Baseball 101: Bye bye, Yankees

Joe Torre is one of those managers who seldom shows a temper and never seems to get himself into trouble off the field. His teams have won three World Series rings, so it is hard to understand Steinbrenner's pre-emptive announcement that failure to win the ALDS would lead to Torre's dismissal. It is a grim fact of life that winning is the only way a manager can keep his job and Torre has done that, never winning fewer than 94 games in a season. For a Yankees' manager, however, the manager is required to deliver a World Series ring every five years or face termination. What makes this situation unfare is that Joe Torre is not the problem.

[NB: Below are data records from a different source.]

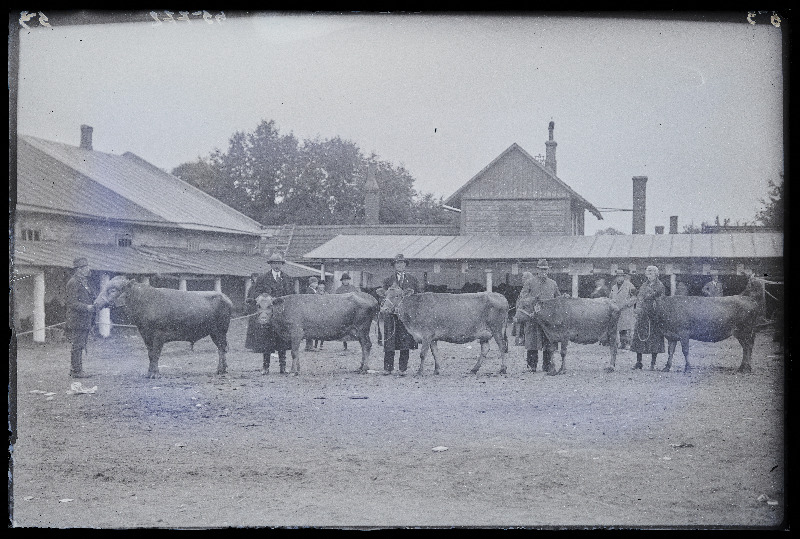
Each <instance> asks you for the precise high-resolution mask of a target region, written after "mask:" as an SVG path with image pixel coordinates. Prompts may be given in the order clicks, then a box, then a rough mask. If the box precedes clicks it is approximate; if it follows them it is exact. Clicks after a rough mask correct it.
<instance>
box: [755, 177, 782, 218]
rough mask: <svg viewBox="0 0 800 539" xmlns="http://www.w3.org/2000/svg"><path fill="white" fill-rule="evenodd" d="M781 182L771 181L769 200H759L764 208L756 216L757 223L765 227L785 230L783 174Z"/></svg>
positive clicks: (767, 195) (769, 184) (769, 193)
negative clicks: (783, 212)
mask: <svg viewBox="0 0 800 539" xmlns="http://www.w3.org/2000/svg"><path fill="white" fill-rule="evenodd" d="M780 176H781V179H780V181H778V182H776V181H775V180H769V193H768V195H767V196H768V200H764V199H763V198H762V199H759V202H761V203H762V204H764V207H763V208H762V209H761V210H759V212H758V213H757V214H756V221H758V222H759V223H761V224H762V225H764V226H769V227H775V228H777V229H778V230H783V217H784V214H783V187H784V181H783V173H781V175H780Z"/></svg>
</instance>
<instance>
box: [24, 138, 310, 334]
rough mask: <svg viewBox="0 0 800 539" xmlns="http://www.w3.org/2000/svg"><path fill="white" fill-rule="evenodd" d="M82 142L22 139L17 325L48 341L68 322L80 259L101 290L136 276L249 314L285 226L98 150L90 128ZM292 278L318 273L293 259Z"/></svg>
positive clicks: (141, 160)
mask: <svg viewBox="0 0 800 539" xmlns="http://www.w3.org/2000/svg"><path fill="white" fill-rule="evenodd" d="M80 140H81V142H80V145H79V146H70V145H67V144H61V143H57V142H52V141H48V140H43V139H39V138H36V137H30V136H19V137H17V159H16V168H17V175H16V179H17V185H16V187H17V203H16V207H15V215H14V217H15V223H14V232H13V236H12V238H11V244H12V246H13V259H12V269H13V277H12V279H13V287H12V290H13V305H12V307H13V312H14V320H15V324H16V328H17V329H18V330H23V331H24V330H26V329H32V330H33V335H34V340H36V341H42V340H44V338H45V329H44V328H45V327H46V326H48V325H52V324H56V323H58V322H61V321H63V320H64V307H63V293H64V285H65V284H66V281H67V279H68V278H69V276H70V275H71V267H72V260H73V259H74V258H76V257H78V256H84V257H86V258H87V259H88V260H89V263H90V266H91V268H92V269H93V272H92V275H91V277H90V279H91V283H92V284H93V286H94V287H95V288H96V289H99V287H100V284H101V283H102V282H103V281H104V280H107V279H108V278H110V277H111V276H112V275H114V274H127V275H129V276H134V277H137V278H139V279H141V280H143V281H149V282H150V283H151V284H153V285H154V286H159V287H171V288H179V289H184V290H214V289H216V290H221V291H222V292H224V293H225V294H227V295H228V296H229V297H230V298H231V300H232V301H233V302H234V306H235V309H241V308H243V300H244V297H245V294H246V291H247V289H248V287H249V286H250V277H251V275H252V274H253V273H261V272H263V271H265V269H266V267H267V264H266V263H265V256H266V255H268V254H270V253H271V252H272V251H273V250H275V249H277V248H278V247H279V244H280V242H281V241H282V232H283V229H282V228H280V227H263V226H261V225H260V224H259V223H257V222H256V221H254V220H252V219H250V218H249V217H247V216H245V215H243V214H241V213H239V212H238V211H236V210H234V209H232V208H230V207H229V206H227V205H225V204H223V203H222V202H220V201H219V200H217V199H215V198H213V197H211V196H209V195H207V194H206V193H204V192H203V191H201V190H199V189H197V188H195V187H193V186H191V185H189V184H188V183H186V182H184V181H182V180H180V179H178V178H176V177H174V176H172V175H171V174H168V173H167V172H165V171H163V170H161V169H159V168H158V167H155V166H154V165H152V164H150V163H148V162H147V161H145V160H144V159H142V158H140V157H138V156H136V155H134V154H132V153H130V152H127V153H125V154H123V155H114V154H108V153H103V152H98V151H95V150H93V149H92V128H91V127H89V126H82V127H81V139H80ZM286 273H287V274H288V275H290V276H291V277H293V278H295V280H296V286H297V287H298V288H299V282H298V281H297V280H298V279H301V278H304V277H306V276H310V275H314V274H318V273H319V270H317V269H316V268H311V267H307V266H304V265H302V264H298V263H295V262H290V263H288V264H287V266H286ZM109 317H110V313H108V312H106V313H103V314H102V315H101V316H100V319H101V323H102V321H103V319H105V322H106V324H107V323H109ZM104 327H105V326H102V325H101V330H102V329H103V328H104ZM105 329H108V327H105Z"/></svg>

The problem the Yankees have is the same one that has kept the Braves from reaching a World Series since 1999: lack of good starting pitching. The Braves picked up Mark Texeira this year and increased their run production by one run per game, but their pitchers managed to give up more runs than they could score. Hence, the Braves went home early. For the Yankees, Roger Clemens, Andy Pettite, David Wells et al. aged, moved on, got traded, etc., and the team needed new life in the starting rotation. Instead, they sank huge sums into Jason Giambi, who will make $21 million next year. Still needing good pitching, they tied their hopes to Alex Rodriguez and, as though he were not enough star power, they also got Johnny Damon. These players make the Yankees' bats the deadliest in baseball, if all you pay attention to is the names. Unfortunately, when the names Jeter, A-Rod and Matsui all bat under .200, they are worth as little as kids making a tenth their salary. Moreover, the huge investments in bats left little money for helping the porous pitching staff of the Bronx Bombers.
The Yankees are in a shambles and it is Brian Cashman's fault, the general manager who decided to blow more cash recovering the aging talents of Pettite, Clemens and Mussina rather than focussing on young pitching talent that could last for more than one season. Torre did his best with what he had. There is only so much a manager can do when his pitching is suspect, and baseball's oldest law still holds true: good pitching will beat good hitting every time. I hate the Yankees, so I hope they keep up this strategy of signing batters to inflated contracts and ignoring their pitching problem, but it is sad to see Joe Torre lose his job.